Turf ban not targeted at 'neighbours helping each other' - Troy

The proposed introduction of a ban on the sale of turf is not targeted at “historical arrangements where neighbours help each other out”, a local government minister has said.

The recent announcement by Minister of the Environment Eamon Ryan that the sale of turf would be banned this September has been criticised by communities across the midlands and the west of Ireland where people have depended on locally harvested turf to heat their homes for generations.

Minister of State Robert Troy says that he met with Minister Ryan days after the news about the ban broke and got a better understanding about his intentions.

“What's very, very clear is that he's not talking about regulating or banning historical arrangements where neighbours help each other out and things like that.

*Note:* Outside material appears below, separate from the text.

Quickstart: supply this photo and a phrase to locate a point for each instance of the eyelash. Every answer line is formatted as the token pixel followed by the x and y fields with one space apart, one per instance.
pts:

What he's looking to target is the industrial harvesting of peat and it being sold wholesale in large towns.

"The reason for that is that in order to bring in the ban on smoky coal to improve air quality, he has to be consistent across all fossil fuels. I am working with community groups to ensure that there is a just transition over a number of years. I am working with a group in the north of the county to try and get a co-op established to enable them to cut and harvest turf for a number of years.”

While he said that people will have to wait and see what proposed regulations are brought forward by Minister Ryan in the coming weeks, Minister Troy said that from his perspective they have to be “proportionate, fair and balanced”.

"It has to take into account people who have long-standing practices, not just people who own their own turbary rights but there are others who may have use of turbary rights and have been harvesting turf for domestic use for decades. All of this has to be protected.

"The large scale industrial harvesting of peat to sell in urban areas, if Minister Ryan keeps it to that, that's a different story, but we have to protect people who have relied on peat for their own domestic use and for families helping out families, or for people who are harvesting on behalf of somebody, all of those practices have to be protected.

“We know that this is a practice that is being phased out and has to be phased out if we are to meet our targets on carbon emissions but it needs to be done in a phased, proportionate and balanced way.”

Minister Troy says that he has received no phone calls from constituents about the proposed ban.

“I think a far more pressing issue from the turf perspective in this region is the people up in Coolnagun, who surrendered their banks back in the 1990s to Bord na Móna to enable BNM to consolidate their holdings on the word of mouth that they would always have access to turf for their lifetimes.

“Now BNM is not allowing them to cut turf because of the fact of the High Court decision (which banned the harvesting of turf on plots larger than 30 hectares). I believe that's what needs to be addressed because if that is addressed those people wouldn't have to buy turf.”